В одну из суббот Исхак после короткого разговора с Топорковым ушел к землякам, а Топорков позвал Андрея погулять по поселку. О чем друзья говорили во время прогулки, никто из шахтеров не знал, но всем бросилось в глаза, что Андрей весь вечер больше обычного дурачился и часто кидал на Топоркова задорные взгляды.
Утром, как только кончился шахтерский скромный завтрак, Андрей взял у своего соседа гармонь. Играл он хорошо, о том все знали, и к нарам, на которых сидел молодой шахтер, сразу потянулся народ с обоих концов барака.
— Давай, друг, споем, чтоб дома не журились! — крикнул издали Иван и затянул высоким тенорком:
Бывали дни веселые, гулял я молодец…
К нему присоединились десятки голосов, одна песня сменяла другую. Гармонист с залихватским видом подыгрывал поющим.
— Эх, поплясать хочется, да тесно тут. Айда, братва, на улицу! — весело предложил Иван.
Андрей встал, передвинул шапку набекрень и, поправив ремень на плече, двинулся к выходу. За ним повалили гурьбой обитатели барака.
Моя милка в том конце, при серебряном кольце….
Пел во всю силу легких Андрей, играя «страданья». Шапка чудом держалась у него на макушке, он с лукавой улыбкой подмигивал девушкам.
Пока вслед за гармонистом и Иваном подошли к казахским землянкам, собралось полпоселка. Исхак с друзьями вышли навстречу, за ними появились и другие.
Лескин заиграл в быстром темпе «Камаринского», и Иван понесся лихо в присядке. Махая рукой казахам, он кричал:
— Давай ближе сюда, здесь шкуру дерут одинаково — что с киргизов, что с русских!

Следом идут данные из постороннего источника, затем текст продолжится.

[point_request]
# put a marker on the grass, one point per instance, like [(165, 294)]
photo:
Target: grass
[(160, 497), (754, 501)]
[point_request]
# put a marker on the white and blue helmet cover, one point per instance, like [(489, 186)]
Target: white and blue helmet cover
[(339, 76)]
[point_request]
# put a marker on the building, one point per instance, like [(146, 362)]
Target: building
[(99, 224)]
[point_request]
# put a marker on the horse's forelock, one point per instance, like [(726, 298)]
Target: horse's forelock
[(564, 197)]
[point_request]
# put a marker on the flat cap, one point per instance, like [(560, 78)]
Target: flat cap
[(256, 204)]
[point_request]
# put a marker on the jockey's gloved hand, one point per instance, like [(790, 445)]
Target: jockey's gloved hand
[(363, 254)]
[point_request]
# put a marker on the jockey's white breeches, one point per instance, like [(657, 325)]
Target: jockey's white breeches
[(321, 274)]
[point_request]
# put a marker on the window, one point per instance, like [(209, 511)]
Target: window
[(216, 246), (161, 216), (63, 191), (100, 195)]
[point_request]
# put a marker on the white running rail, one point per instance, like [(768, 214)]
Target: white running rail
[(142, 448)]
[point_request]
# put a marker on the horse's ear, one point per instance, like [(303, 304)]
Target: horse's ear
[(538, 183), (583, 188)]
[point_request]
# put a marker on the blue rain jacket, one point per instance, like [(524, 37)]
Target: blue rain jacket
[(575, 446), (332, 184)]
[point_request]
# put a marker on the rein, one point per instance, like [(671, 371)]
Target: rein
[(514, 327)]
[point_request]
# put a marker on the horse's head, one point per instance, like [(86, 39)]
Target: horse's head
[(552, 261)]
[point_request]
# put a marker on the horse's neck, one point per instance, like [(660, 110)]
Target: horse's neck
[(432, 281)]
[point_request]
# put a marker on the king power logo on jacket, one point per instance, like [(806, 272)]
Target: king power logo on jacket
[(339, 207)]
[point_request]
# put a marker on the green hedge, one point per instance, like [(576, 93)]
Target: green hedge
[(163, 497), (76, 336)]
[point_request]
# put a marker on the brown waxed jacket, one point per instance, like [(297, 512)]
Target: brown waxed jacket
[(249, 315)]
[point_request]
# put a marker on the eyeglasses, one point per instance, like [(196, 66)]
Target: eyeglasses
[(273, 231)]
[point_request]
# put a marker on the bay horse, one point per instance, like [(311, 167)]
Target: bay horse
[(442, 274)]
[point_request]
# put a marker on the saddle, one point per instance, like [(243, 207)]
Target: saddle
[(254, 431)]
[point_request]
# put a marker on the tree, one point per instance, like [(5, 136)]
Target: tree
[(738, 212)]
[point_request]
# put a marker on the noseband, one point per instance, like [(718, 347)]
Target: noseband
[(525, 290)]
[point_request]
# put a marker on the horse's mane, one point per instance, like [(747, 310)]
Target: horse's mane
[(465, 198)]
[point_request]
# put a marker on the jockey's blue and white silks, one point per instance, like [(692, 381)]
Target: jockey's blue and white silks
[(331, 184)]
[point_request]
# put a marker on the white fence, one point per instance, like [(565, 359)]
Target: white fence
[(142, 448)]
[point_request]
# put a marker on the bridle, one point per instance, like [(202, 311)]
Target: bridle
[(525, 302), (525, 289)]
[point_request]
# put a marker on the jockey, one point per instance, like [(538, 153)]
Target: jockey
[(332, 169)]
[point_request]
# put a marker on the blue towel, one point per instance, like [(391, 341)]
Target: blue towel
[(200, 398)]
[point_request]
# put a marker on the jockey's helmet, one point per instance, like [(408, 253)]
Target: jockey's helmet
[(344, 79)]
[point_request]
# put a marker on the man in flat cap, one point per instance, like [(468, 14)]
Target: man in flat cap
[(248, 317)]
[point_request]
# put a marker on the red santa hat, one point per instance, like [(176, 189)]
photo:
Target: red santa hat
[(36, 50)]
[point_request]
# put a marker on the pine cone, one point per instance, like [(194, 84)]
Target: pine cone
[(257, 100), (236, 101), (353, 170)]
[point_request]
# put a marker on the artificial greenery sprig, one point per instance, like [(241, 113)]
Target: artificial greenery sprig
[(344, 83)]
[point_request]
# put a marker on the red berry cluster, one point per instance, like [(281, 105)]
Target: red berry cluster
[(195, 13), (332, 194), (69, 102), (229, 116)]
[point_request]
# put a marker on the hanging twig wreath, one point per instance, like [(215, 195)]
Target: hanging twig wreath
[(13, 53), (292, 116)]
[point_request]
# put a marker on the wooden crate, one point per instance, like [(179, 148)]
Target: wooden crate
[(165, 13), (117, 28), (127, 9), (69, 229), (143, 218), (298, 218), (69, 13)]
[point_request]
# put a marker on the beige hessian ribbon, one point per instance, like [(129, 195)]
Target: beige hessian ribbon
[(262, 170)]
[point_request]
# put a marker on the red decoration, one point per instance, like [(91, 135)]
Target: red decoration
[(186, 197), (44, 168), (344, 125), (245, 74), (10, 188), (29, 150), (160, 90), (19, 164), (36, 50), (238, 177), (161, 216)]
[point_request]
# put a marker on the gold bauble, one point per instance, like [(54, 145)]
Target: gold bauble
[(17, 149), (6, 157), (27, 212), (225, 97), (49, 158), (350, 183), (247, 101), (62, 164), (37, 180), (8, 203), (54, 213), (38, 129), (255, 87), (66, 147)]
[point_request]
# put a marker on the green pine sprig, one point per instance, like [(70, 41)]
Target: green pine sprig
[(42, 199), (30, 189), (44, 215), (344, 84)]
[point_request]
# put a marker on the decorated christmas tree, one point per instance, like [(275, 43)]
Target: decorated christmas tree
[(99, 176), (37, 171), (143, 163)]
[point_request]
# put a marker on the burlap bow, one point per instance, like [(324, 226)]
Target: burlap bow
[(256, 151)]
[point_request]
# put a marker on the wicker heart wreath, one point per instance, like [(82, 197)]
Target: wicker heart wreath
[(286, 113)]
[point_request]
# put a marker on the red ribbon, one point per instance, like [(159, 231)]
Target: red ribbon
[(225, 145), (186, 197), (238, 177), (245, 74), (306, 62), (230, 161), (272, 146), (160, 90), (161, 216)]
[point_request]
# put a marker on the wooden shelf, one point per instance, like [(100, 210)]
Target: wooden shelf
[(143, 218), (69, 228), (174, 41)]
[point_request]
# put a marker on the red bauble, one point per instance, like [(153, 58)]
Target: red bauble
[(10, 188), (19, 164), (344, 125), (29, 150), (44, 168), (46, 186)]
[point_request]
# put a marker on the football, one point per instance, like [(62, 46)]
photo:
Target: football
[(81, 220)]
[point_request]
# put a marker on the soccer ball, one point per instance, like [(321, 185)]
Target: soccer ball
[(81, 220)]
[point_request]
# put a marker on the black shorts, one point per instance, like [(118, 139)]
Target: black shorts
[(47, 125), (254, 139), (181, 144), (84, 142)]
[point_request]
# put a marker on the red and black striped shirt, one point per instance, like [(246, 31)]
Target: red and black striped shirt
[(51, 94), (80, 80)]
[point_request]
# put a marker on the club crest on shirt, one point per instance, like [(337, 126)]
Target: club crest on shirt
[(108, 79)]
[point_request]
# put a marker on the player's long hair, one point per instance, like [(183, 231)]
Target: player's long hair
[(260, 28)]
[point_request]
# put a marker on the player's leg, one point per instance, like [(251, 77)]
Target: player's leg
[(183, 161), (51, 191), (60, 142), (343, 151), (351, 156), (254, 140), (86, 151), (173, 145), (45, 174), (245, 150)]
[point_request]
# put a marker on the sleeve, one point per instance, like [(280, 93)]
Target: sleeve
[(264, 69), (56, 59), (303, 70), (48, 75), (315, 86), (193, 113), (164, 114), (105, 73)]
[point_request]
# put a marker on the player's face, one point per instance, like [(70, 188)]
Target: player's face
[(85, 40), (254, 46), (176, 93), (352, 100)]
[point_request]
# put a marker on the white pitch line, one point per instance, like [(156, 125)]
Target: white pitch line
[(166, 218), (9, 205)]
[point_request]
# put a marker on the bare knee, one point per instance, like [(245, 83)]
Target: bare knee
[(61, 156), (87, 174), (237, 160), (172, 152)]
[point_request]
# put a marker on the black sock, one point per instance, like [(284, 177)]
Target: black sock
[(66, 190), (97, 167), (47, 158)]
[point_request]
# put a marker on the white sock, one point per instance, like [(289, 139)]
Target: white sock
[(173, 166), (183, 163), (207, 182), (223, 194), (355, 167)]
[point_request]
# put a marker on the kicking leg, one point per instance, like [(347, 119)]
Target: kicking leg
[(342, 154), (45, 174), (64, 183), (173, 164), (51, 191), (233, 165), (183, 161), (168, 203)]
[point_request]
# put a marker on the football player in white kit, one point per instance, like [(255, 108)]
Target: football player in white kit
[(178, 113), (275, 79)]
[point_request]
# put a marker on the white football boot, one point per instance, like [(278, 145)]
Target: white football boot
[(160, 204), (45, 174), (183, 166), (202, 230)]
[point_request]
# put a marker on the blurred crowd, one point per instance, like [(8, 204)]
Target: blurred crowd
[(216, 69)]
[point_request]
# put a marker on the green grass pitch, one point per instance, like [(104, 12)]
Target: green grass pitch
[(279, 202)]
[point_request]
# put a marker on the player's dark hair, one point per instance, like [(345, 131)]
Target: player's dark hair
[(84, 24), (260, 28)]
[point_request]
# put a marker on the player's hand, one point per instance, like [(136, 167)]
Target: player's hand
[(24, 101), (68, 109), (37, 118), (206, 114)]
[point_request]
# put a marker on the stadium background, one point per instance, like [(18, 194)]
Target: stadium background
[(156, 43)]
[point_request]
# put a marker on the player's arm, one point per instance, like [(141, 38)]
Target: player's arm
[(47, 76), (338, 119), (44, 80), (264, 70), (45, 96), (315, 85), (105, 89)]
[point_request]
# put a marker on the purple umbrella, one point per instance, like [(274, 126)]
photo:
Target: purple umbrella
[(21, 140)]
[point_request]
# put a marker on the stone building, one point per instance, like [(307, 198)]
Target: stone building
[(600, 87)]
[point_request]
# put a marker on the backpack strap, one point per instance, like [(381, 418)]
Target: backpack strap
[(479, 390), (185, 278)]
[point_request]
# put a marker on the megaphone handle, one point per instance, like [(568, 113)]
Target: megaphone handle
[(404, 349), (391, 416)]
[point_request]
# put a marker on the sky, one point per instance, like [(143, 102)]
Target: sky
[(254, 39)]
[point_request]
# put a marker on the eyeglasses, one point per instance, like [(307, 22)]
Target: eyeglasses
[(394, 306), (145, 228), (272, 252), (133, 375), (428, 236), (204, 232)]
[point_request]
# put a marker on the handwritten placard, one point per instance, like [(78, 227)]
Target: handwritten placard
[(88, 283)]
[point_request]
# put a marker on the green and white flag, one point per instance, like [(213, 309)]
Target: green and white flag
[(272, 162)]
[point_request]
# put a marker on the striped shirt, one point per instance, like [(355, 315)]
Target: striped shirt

Исхак переводил его слова по-казахски. Рабочие хохотали.
— Ай, парень, огонь! Такого никто не испугает!
Русские и казахи смешались в одной толпе. Иван вытащил на круг плясунью. Выскочили еще несколько парней. Веселье все нарастало.
Когда Андрей устал играть и гармонь смолкла, Исхак заставил спеть под домбру одного из казахов, а сам переводил песню на русский язык.
— Ишь ты, как ладно поет! — говорили старые шахтеры.
— Заходи к нам, смотри, как живем, — кончив петь, по-русски сказал певец и широко открыл дверь землянки.
— Ходи, кунак, ходи! — на ломаном русском языке приглашали казахи.
Вслед за Иваном и Лескиным народ начал втискиваться в землянку.
— Хороший хозяин и собак в таких закутках не держит! — говорили возмущенно русские рабочие, присматриваясь в полутьме.
— Сволочи! Как изгаляются над киргизцами! — возмутился седой шахтер, сосед Исхака на нарах. — Их бы самих сюда, не помогли б духи, сколь бы ни прыскались…
— У нас плохо, а здесь и совсем жить нельзя! — раздавались сочувственные женские голоса.
Казахи, понимающие по-русски, признательно улыбались и тут же переводили слова русских на родной язык.
С этих пор вечерами, на огонек, в русские бараки стали частенько заходить казахи. Воскресные гулянки в рабочем поселке стали традицией. Когда наступила теплая пора и зазеленели лужайки, все с утра высыпали за поселок. Молодежь плясала, пела песни. Боролись в обхват и на поясах. Старшие группами лежали на мягкой траве, греясь на солнышке и дружелюбно беседуя — русская и казахская речь звучала вперемежку. Администрация оказалась бессильной перед все более крепнувшей дружбой: плети из рук мастеров исчезли, они теперь отводили душу руганью да штрафами.